Even President Obama, who famously has “evolved” into a “same-sex marriage' advocate, made this statement last year about his own fatherless upbringing. 
“There are "heroic" single mothers across the country, but at the same time, I wish I had had a father who was around and involved...Building strong communities and a strong economy "starts at home," Obama said, adding that "there's no more important ingredient for success -- nothing that would be more important for us reducing violence -- than strong, stable families, which means we should do more to promote marriage and encourage fatherhood."
I couldn't have put it better myself! 

 As Girgis, Anderson, and George puts it:

If same-sex relationships are recognized as marriages, not only will the norms that keep marriage stable be undermined, but the notion that men and women bring different gifts to parenting will not be reinforced by any civil institution. Redefining marriage would thus soften the social pressures and lower the incentives—already diminished these last few decades—for husbands to stay with their wives and children, or for men and women to marry before having children. All this would harm children’s development into happy, productive, upright adults.”


Finally, I think any single father trying to raise a child by himself would testify to the fact that it is a supreme struggle to raise a child without a mother. Two men raising a child together, though both may love that child tremendously, are simply not able to give the child (or children) the same nurturing benefit that an involved mother can.  This isn't sexism.  It's just a fact.

2.Redefining marriage will bring great harm to society as a whole.  Our society is already overburdened with the fallout from the breakdown of the family.  Redefining marriage will only accelerate that breakdown.

The National Fatherhood Initiative, an organization that President Obama (to his credit) strongly supports, released the results of a 2008 study on the cost to society of fatherlessness, entitling the results “The One Hundred Billion Dollar Man.” Among their findings were that “the Federal Government spent at least $99.8 billion providing assistance to father-absent families in 2006.” Since the advent of the Great Recession, that number has certainly been on the rise.

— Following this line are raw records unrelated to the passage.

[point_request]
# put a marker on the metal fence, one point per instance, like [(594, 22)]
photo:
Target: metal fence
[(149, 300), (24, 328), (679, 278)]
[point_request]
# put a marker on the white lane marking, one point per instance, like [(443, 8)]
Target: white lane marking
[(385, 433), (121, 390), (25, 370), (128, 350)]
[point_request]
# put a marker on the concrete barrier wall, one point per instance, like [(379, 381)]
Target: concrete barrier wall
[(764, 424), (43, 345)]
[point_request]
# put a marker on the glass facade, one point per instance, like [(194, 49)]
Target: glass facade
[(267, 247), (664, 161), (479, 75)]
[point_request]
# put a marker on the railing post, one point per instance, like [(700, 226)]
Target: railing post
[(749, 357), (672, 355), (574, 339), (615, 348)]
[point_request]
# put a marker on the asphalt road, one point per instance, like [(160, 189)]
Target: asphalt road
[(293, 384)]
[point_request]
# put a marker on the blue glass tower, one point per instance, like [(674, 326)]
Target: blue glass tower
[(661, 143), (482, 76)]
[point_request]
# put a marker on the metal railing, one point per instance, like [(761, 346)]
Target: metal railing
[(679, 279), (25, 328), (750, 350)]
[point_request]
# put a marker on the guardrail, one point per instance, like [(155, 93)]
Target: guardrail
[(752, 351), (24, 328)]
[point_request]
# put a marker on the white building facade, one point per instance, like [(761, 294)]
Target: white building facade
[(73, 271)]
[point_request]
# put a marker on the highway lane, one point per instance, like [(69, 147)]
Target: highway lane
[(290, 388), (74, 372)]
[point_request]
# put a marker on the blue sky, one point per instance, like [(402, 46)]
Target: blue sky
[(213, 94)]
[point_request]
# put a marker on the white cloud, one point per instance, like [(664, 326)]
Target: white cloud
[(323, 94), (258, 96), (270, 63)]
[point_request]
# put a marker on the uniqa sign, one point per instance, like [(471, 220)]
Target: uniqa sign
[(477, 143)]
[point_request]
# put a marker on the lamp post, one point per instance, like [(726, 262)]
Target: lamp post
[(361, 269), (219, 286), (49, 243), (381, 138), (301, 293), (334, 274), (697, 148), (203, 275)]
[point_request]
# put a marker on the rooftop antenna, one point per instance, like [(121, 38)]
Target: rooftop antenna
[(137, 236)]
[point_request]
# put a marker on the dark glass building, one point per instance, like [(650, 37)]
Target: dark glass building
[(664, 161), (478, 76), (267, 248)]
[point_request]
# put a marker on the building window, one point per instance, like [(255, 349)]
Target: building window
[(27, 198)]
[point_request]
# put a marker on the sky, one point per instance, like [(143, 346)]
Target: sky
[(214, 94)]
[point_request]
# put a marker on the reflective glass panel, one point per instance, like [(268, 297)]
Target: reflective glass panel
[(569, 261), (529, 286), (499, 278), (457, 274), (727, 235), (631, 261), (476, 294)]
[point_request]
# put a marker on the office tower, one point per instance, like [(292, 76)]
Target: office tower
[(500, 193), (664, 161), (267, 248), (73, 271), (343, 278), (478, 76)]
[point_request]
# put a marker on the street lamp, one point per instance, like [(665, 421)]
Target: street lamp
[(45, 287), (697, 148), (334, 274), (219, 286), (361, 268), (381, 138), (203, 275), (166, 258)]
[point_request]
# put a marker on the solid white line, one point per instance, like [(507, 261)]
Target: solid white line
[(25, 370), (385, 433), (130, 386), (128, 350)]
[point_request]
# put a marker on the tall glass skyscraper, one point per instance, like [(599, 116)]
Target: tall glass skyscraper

Girgis, Anderson, and George puts it this way in their Wall Street Journal article:
...at issue is government expansion. Marital norms serve children, spouses, and hence our whole economy, especially the poor. Family breakdown thrusts the state into roles for which it is ill-suited: provider and discipliner to the orphaned and neglected, and arbiter of custody and paternity disputes.
In her article, "Privatizing Marriage Will Expand the Role of the State," Jennifer Roback Morse makes the following argument:
 If you try to do marriage and parenthood by trial and error, you can...wreak a lot of damage. This pretty much has been the story of the past fifty years. Every “increase of freedom” turned out to be another episode of lawlessness. No-fault divorce, out-of-wedlock childbearing, and the early sexualization of children, all seemed like good ideas at the time..but lawlessness turned out to impose constraints of its own...And who generously and kindly steps in to clean up the mess? Why, the state, of course. The government now involves itself in people’s private lives far more than it ever did in the dreaded fifties.”
She goes on to describe the results of the policies of “The Lifestyle Leftists,” who:
“not surprisingly, are precisely the people who want to remove the last remaining structural feature of marriage, by declaring it to be genderless... They are not giving the slightest thought to the new incentives these policies would put in place, or the whole sequence of changes they would set into motion.”
The Family Research Council sums it up this way:
“In situations where families have broken up due to divorce, government involvement usually increases. A study by the left-leaning Brookings Institution found that, between 1970 and 1996, $229 billion in welfare expenditures could be attributed to social problems related to the breakdown of marriage...By promoting strong marriage and intact families, the government actually reduces the role it would otherwise play in fulfilling these social functions. It is in the interest of children, spouses, and the public to promote strong and enduring marriages...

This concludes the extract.